Publié le : 2 novembre 2016
Publié au Japon le : 2 mars 2013
Nombre de pages : 192
Prix : 21,00€

Ce roman nous introduit le personnage de DJ Ark, qui présente son émission de radio intitulée Radio Imagination. Pourquoi s’appelle-t-elle comme ça ? Et bien tout simplement, parce qu’elle n’existe que dans l’imagination des gens. Au moment où l’on lit et écoute son émission de radio, DJ Ark est perché au sommet d’un cyprès du Japon. Il s’est retrouvé là à cause du tsunami qui a ravagé sa région et qui l’a accroché tout en haut de cet arbre, face vers le ciel. Et à partir de là, ne sachant pas tout de suite ce qui lui est arrivé, ne sachant même pas s’il est vivant, il va animer son émission de radio et recevoir des retours des auditeurs.

« Bonsoir.
Ou bon matin.
Ou peut-être bonjour.
Vous écoutez Radio Imagination.
Si l’entrée en matière est quelque peu imprécise, cela est dû au fait que cette émission est diffusée exclusivement dans votre Imagination.
»

L’émission de radio est entrecoupée de personnages qui ont entendu parler de l’histoire de l’homme en haut du cyprès qui diffuse son émission de radio.
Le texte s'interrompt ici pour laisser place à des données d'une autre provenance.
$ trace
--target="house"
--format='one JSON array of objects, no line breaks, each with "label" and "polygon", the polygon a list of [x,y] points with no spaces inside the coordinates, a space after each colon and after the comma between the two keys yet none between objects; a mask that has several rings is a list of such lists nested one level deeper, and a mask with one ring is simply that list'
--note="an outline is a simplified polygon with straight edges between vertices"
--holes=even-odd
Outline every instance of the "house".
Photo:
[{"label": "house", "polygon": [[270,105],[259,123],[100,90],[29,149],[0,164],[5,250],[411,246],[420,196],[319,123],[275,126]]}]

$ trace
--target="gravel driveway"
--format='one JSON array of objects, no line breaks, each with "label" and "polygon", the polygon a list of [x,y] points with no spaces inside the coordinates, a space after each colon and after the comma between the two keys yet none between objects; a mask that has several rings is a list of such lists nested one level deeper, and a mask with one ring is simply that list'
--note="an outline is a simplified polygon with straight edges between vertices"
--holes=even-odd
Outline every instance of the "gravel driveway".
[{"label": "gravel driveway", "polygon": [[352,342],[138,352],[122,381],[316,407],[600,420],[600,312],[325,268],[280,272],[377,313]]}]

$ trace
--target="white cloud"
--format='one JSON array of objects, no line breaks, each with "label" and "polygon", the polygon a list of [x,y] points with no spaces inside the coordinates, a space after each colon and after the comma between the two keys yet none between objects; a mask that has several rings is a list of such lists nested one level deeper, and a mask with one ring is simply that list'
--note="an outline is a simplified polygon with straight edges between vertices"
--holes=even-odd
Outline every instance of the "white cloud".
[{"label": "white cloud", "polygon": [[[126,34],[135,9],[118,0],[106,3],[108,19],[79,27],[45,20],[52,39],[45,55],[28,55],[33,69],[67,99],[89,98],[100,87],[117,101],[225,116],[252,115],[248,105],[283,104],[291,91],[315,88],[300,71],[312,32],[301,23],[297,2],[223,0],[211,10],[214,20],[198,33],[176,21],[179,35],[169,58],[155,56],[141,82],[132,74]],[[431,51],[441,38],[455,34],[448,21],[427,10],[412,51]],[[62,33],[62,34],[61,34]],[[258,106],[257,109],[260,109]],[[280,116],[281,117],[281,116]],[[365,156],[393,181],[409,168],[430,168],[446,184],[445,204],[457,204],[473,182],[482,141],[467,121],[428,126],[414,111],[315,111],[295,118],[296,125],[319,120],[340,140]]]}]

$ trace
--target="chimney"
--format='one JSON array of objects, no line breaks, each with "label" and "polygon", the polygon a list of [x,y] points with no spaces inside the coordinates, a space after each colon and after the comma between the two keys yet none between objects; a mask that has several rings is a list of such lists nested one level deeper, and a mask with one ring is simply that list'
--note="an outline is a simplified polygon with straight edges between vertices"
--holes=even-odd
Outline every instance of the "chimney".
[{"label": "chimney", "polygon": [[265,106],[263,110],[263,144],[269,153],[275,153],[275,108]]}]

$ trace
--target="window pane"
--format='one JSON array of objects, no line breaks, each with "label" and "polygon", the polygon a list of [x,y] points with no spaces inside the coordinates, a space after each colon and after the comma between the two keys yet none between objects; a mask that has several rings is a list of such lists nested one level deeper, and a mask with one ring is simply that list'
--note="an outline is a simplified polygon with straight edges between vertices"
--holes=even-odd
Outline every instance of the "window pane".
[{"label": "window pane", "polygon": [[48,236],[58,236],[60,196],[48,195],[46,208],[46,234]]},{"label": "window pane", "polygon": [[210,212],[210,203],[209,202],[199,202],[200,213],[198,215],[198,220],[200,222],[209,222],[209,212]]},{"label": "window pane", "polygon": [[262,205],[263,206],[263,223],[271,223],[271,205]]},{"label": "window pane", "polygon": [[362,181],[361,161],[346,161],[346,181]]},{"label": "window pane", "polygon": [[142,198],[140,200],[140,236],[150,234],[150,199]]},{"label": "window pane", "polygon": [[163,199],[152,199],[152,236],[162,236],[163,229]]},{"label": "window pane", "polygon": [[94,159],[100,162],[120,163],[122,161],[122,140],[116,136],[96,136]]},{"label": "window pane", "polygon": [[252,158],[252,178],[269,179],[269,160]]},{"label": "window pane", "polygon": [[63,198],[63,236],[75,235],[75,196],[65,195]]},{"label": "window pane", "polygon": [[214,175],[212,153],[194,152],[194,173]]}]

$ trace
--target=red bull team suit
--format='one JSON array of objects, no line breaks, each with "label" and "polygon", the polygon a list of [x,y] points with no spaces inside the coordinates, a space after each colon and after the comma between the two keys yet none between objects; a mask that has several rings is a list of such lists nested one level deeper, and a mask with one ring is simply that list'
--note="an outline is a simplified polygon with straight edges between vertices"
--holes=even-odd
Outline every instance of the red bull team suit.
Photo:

Certains aimeraient l’entendre, mais ils ne le peuvent pas, celle-ci ne se passe que dans l’imagination de certaines personnes. À partir de là, on a une superbe réflexion sur les vivants et les morts. Notamment sur la voix des morts : faut-il les écouter ? peut-on en parler aux survivants ? est-ce que les morts peuvent exister sans les vivants ? Plusieurs personnages réfléchissent à s’ils aimeraient pouvoir entendre la voix de la personne qu’ils aimaient une fois celle-ci décédée, plusieurs personnages ne croient pas au fait que l’on puisse entendre les morts ou ne veulent pas y croire. Pour cela, les discussions des vivants, leurs échanges, leurs différents points de vue, ce roman est clairement à lire. Mais pas uniquement pour cela.
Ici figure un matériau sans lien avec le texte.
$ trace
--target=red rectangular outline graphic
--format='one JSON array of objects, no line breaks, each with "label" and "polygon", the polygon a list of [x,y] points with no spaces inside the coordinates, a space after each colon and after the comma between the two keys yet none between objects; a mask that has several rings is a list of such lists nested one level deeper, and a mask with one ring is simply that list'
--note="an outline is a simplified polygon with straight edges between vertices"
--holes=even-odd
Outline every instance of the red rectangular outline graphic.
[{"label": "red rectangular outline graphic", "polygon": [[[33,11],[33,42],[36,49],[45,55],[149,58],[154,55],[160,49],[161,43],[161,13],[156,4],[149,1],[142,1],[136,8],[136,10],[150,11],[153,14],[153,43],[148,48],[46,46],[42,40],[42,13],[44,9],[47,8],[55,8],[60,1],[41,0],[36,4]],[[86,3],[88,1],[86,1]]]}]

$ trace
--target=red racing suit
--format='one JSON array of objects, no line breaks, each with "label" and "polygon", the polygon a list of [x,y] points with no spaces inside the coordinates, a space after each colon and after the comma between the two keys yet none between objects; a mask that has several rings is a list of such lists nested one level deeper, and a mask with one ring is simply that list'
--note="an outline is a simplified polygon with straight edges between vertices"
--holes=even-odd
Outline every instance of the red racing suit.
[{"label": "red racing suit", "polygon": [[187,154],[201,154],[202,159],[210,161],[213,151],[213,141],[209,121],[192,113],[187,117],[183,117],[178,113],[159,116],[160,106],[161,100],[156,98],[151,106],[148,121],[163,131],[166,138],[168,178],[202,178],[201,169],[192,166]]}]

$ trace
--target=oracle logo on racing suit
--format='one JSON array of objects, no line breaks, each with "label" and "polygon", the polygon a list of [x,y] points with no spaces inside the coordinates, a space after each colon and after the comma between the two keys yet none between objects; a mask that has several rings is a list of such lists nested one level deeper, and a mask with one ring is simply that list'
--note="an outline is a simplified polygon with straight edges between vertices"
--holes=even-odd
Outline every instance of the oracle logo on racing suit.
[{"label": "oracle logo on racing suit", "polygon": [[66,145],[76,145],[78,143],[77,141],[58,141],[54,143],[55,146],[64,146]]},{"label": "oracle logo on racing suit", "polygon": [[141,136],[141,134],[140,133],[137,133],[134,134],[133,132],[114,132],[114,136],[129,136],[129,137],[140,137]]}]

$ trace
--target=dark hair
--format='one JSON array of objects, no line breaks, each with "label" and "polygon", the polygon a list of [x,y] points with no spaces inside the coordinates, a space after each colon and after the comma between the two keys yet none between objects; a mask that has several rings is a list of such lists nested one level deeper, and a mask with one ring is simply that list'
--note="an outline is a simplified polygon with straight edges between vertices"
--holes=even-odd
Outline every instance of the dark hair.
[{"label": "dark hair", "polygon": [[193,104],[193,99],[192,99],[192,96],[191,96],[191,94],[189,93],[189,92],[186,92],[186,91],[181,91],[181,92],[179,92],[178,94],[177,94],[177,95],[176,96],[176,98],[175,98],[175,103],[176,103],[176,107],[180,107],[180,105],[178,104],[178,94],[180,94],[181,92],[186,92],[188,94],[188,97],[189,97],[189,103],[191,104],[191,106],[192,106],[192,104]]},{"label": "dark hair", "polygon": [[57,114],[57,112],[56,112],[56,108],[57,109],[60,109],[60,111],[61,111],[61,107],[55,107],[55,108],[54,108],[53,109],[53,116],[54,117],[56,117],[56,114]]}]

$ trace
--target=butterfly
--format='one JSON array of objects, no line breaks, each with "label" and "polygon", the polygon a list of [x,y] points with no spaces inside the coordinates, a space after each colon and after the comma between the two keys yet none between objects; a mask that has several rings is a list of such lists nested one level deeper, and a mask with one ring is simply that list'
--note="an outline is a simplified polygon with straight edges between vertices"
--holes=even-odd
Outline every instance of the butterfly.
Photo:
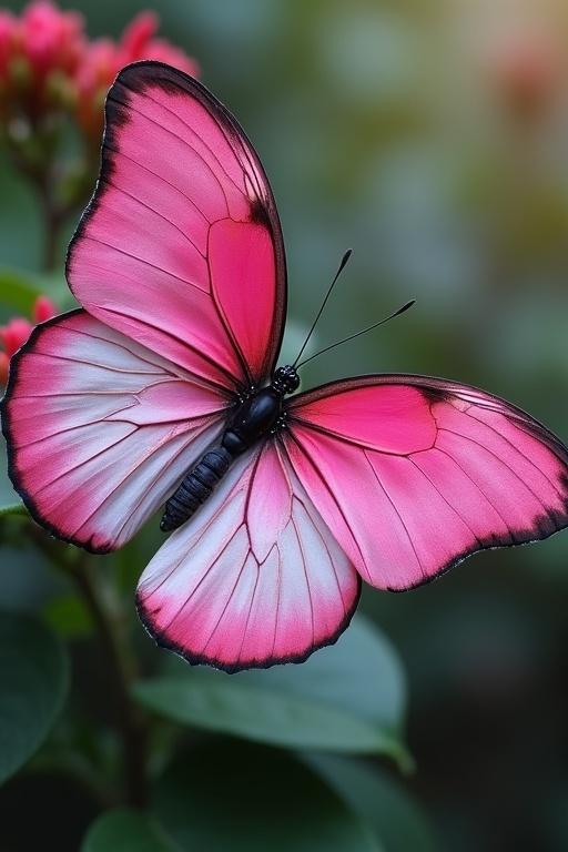
[{"label": "butterfly", "polygon": [[278,215],[199,82],[121,71],[71,242],[79,304],[38,326],[3,402],[10,476],[54,536],[104,554],[165,503],[142,622],[191,663],[305,660],[362,580],[405,590],[568,524],[568,449],[468,385],[378,374],[295,393]]}]

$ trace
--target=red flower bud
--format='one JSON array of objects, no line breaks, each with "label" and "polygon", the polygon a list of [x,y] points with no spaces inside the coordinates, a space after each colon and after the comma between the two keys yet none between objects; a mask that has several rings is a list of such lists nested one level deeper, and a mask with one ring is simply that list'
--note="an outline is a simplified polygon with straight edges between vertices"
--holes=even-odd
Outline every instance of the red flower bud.
[{"label": "red flower bud", "polygon": [[32,324],[23,316],[14,316],[8,325],[0,326],[0,343],[8,357],[23,346],[31,334]]},{"label": "red flower bud", "polygon": [[17,20],[13,14],[0,10],[0,79],[3,79],[16,47]]},{"label": "red flower bud", "polygon": [[8,369],[10,367],[10,358],[6,352],[0,352],[0,385],[8,384]]},{"label": "red flower bud", "polygon": [[49,296],[38,296],[32,312],[34,323],[44,323],[45,320],[51,320],[57,313],[58,308]]}]

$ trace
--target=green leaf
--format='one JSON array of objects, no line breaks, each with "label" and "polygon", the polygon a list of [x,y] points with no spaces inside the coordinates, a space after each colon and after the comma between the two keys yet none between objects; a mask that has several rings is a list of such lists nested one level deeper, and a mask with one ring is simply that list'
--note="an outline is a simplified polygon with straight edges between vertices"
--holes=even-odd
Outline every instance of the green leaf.
[{"label": "green leaf", "polygon": [[64,649],[43,625],[0,613],[0,783],[41,746],[69,686]]},{"label": "green leaf", "polygon": [[201,743],[162,779],[154,811],[183,850],[382,852],[312,770],[258,746]]},{"label": "green leaf", "polygon": [[170,663],[134,697],[182,724],[288,748],[388,754],[403,767],[404,681],[386,640],[359,617],[301,666],[225,674]]},{"label": "green leaf", "polygon": [[425,811],[383,767],[336,754],[304,759],[372,826],[385,852],[439,850]]},{"label": "green leaf", "polygon": [[156,820],[128,808],[106,811],[90,826],[81,852],[182,852]]},{"label": "green leaf", "polygon": [[43,617],[51,629],[67,639],[89,636],[93,630],[92,616],[83,599],[77,595],[60,595],[43,607]]}]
« Ne faudrait-il pas prendre le temps d’écouter la voix des morts, faire notre deuil dans la tristesse, et en même temps, petit à petit, aller de l’avant ? Avec les morts. »
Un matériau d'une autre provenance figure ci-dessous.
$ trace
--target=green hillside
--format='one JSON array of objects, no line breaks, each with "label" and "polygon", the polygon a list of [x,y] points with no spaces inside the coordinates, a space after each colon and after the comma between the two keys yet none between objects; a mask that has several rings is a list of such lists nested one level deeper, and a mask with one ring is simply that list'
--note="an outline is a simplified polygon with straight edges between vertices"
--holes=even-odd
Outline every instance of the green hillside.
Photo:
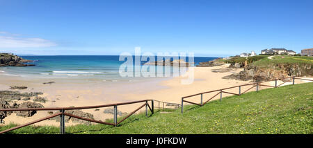
[{"label": "green hillside", "polygon": [[[132,115],[121,126],[77,125],[67,133],[313,133],[313,83],[227,97],[170,113]],[[14,127],[0,127],[0,130]],[[58,133],[56,127],[26,127],[8,133]]]}]

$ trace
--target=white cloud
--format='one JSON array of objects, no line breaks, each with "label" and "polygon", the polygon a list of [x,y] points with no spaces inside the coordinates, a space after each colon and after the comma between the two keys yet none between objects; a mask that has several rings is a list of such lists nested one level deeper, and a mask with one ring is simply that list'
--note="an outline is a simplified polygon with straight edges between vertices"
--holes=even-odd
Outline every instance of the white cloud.
[{"label": "white cloud", "polygon": [[[5,32],[1,32],[0,33],[6,34]],[[0,36],[0,48],[38,48],[51,47],[56,45],[51,41],[41,38]]]}]

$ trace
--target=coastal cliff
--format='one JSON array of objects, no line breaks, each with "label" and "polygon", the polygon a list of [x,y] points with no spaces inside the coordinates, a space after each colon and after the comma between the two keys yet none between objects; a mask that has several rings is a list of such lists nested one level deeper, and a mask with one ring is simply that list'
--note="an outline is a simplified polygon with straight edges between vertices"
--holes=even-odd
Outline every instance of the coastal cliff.
[{"label": "coastal cliff", "polygon": [[237,80],[253,80],[255,82],[284,80],[291,76],[312,76],[313,68],[312,64],[278,64],[268,67],[259,67],[248,64],[238,74],[225,76],[224,79],[234,79]]},{"label": "coastal cliff", "polygon": [[243,68],[239,73],[223,77],[236,80],[284,80],[291,76],[313,75],[313,58],[310,57],[257,55],[249,57],[234,57],[227,59],[216,59],[200,63],[197,66],[215,66],[230,64],[230,68]]},{"label": "coastal cliff", "polygon": [[0,53],[0,66],[31,66],[34,64],[24,63],[33,62],[31,60],[24,59],[17,55],[8,53]]}]

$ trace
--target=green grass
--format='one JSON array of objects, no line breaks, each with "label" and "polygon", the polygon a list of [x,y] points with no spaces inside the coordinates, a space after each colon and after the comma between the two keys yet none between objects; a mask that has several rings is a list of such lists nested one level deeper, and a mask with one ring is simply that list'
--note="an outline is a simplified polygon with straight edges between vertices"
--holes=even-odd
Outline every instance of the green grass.
[{"label": "green grass", "polygon": [[272,59],[264,58],[253,62],[252,64],[259,67],[268,67],[268,65],[278,64],[297,64],[299,65],[311,64],[313,66],[313,57],[306,56],[277,55],[273,57]]},{"label": "green grass", "polygon": [[[132,115],[120,126],[77,125],[67,133],[313,133],[313,83],[250,92],[212,101],[184,113]],[[191,100],[192,101],[192,100]],[[0,131],[15,125],[0,127]],[[9,133],[58,133],[56,127],[29,126]]]},{"label": "green grass", "polygon": [[256,55],[252,57],[234,57],[229,59],[225,59],[224,62],[230,63],[230,64],[235,64],[235,63],[245,63],[247,61],[248,64],[255,62],[256,61],[261,60],[262,59],[266,59],[268,55]]}]

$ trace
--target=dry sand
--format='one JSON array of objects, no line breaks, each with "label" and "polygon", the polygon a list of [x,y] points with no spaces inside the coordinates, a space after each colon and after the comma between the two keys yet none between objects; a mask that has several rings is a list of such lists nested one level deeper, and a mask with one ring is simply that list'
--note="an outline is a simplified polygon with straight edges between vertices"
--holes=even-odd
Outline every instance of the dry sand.
[{"label": "dry sand", "polygon": [[[234,73],[239,73],[243,69],[238,68],[234,71],[225,73],[214,73],[212,70],[223,68],[228,65],[223,65],[214,67],[194,67],[194,81],[190,84],[182,84],[181,80],[185,80],[183,76],[173,78],[152,79],[144,82],[102,82],[90,81],[88,80],[65,80],[65,79],[37,79],[18,77],[8,76],[0,74],[0,90],[9,90],[12,86],[24,86],[27,89],[21,90],[21,92],[42,92],[42,97],[46,97],[48,102],[42,104],[45,107],[83,107],[106,104],[111,103],[125,102],[134,100],[154,99],[163,102],[181,103],[182,97],[198,93],[204,91],[216,90],[236,85],[247,84],[247,81],[238,81],[234,80],[222,79],[223,77]],[[191,71],[191,70],[189,70]],[[54,81],[56,83],[51,84],[43,84],[43,82]],[[297,80],[296,83],[304,81]],[[278,81],[278,84],[282,83]],[[273,82],[267,82],[268,84],[274,85]],[[287,83],[286,84],[288,84]],[[241,88],[241,92],[248,89],[250,86]],[[266,89],[261,86],[259,89]],[[250,91],[255,91],[252,89]],[[227,90],[228,92],[238,93],[238,88]],[[215,93],[204,95],[204,101],[210,98]],[[229,94],[223,94],[224,96]],[[219,95],[213,100],[219,99]],[[189,101],[199,103],[200,95],[189,98]],[[118,109],[122,112],[130,113],[143,103],[136,104],[118,106]],[[158,107],[156,103],[155,107]],[[162,105],[162,104],[161,104]],[[113,107],[111,107],[113,108]],[[112,114],[104,113],[104,109],[99,111],[93,109],[84,109],[83,111],[93,113],[96,120],[102,121],[105,119],[112,118]],[[141,109],[141,111],[143,111]],[[32,117],[18,117],[13,113],[3,119],[5,122],[2,124],[8,124],[10,122],[17,124],[27,123],[48,115],[47,111],[38,111]],[[66,122],[67,126],[73,125],[76,123]],[[59,122],[54,120],[45,120],[35,124],[35,125],[56,125]]]}]

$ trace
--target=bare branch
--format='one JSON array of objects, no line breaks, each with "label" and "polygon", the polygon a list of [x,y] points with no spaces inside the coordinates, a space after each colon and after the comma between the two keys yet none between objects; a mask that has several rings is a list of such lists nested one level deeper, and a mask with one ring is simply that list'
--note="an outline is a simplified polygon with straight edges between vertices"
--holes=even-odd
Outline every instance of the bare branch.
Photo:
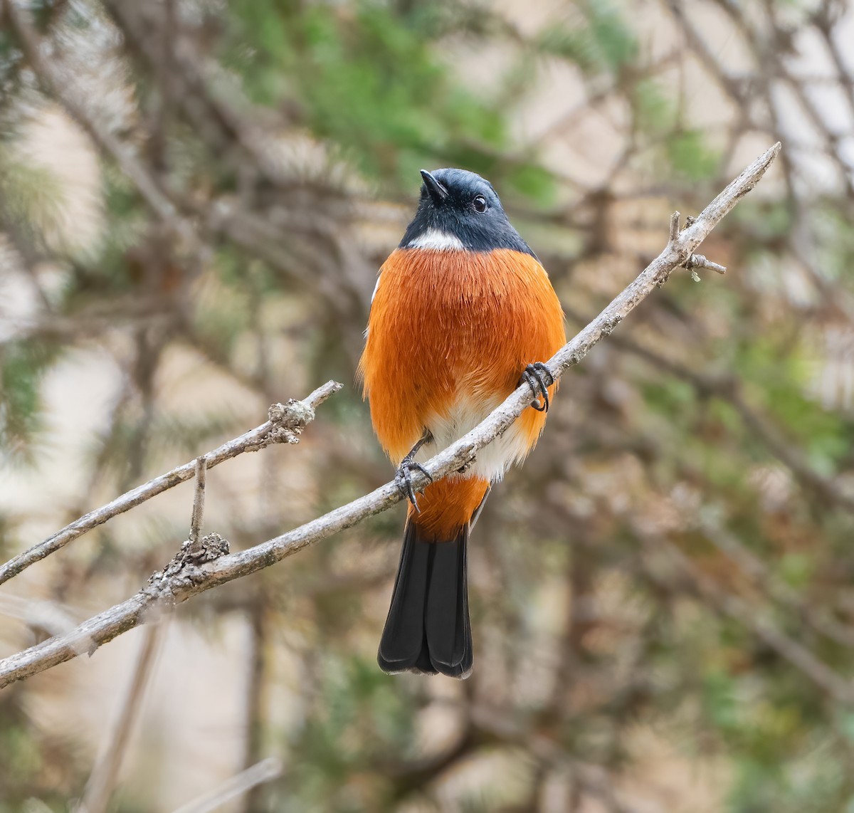
[{"label": "bare branch", "polygon": [[[314,419],[315,408],[341,388],[342,385],[337,382],[328,381],[302,401],[291,399],[287,404],[273,404],[270,407],[270,420],[205,454],[205,468],[213,468],[243,452],[257,452],[272,443],[295,443],[299,434]],[[131,508],[135,508],[147,500],[189,480],[196,474],[196,465],[195,460],[185,463],[141,486],[137,486],[136,488],[132,488],[106,506],[84,514],[79,519],[66,525],[61,530],[56,531],[29,550],[19,553],[0,567],[0,584],[8,582],[35,562],[64,547],[68,542],[82,536],[87,531],[103,524],[108,519],[130,511]]]},{"label": "bare branch", "polygon": [[193,495],[193,516],[190,521],[190,544],[197,547],[202,538],[202,520],[205,512],[205,472],[208,459],[200,454],[196,459],[196,493]]},{"label": "bare branch", "polygon": [[104,813],[108,809],[121,770],[122,757],[127,750],[131,733],[142,707],[145,688],[157,661],[164,627],[163,622],[155,623],[145,630],[118,718],[101,748],[77,813]]},{"label": "bare branch", "polygon": [[[553,356],[547,366],[555,380],[570,366],[578,364],[655,288],[664,284],[676,268],[687,261],[709,232],[759,182],[781,149],[778,142],[745,169],[693,223],[679,233],[676,240],[668,241],[664,250],[634,282]],[[471,432],[424,464],[430,479],[437,480],[471,463],[480,449],[506,431],[529,403],[528,387],[518,387]],[[190,471],[192,465],[188,464]],[[188,472],[184,479],[189,477]],[[419,472],[416,473],[415,480],[417,488],[424,488],[429,482],[427,477]],[[76,657],[81,640],[91,640],[91,651],[94,651],[101,644],[144,623],[146,611],[152,605],[172,606],[211,588],[269,567],[309,545],[385,511],[401,499],[401,491],[391,482],[323,517],[247,550],[216,556],[217,552],[212,547],[209,560],[201,562],[181,558],[179,553],[178,559],[165,570],[155,573],[149,584],[126,601],[84,622],[68,635],[51,638],[0,661],[0,687]]]},{"label": "bare branch", "polygon": [[225,780],[198,798],[182,804],[175,813],[208,813],[208,810],[215,810],[253,787],[276,779],[281,773],[282,763],[274,757],[268,757]]}]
Mais en plus de cette réflexion particulièrement forte et intéressante, causée par cette terrible catastrophe ainsi que par d’autres passées, comme les bombes à Hiroshima et Nagasaki, le personnage de DJ Ark est vraiment touchant. On suit son émission, on a l’impression au départ, même si on a été prévenu que l’émission ne se déroulait que dans l’imagination des gens, qu’il s’agit d’une vraie émission de radio : il passe des musiques, il reçoit des messages d’auditeurs, des appels. Grâce à ces auditeurs, il comprend petit à petit ce qu’il s’est passé : le séisme, l’alerte tsunami, les vagues rasant tout sur leur passage. On comprend avec lui et on est touché lorsqu’il comprend la catastrophe qui vient de s’abattre sur le Japon. Lorsqu’il pense à son épouse dont il n’a pas de nouvelles, à son fils vivant aux Etats-Unis. Il va raconter des anecdotes sur sa vie, sa jeunesse, sa femme, il va parler, parler et encore parler, tout en écoutant les voix des auditeurs. Parler comme pour combler le terrible silence qui suit cette catastrophe. Il est dans une sorte d’entre-deux monde, en attente de quelque chose, et le sentiment que l’on ressent à la lecture de ce roman est extrêmement fort, jusqu’à la fin.

« J’ai perdu toute mémoire du passé immédiat, j’ai simplement l’impression, mais alors une impression quasi physique, d’avoir flotté au-dessus du sol, après avoir été tiré et bousculé dans tous les sens. »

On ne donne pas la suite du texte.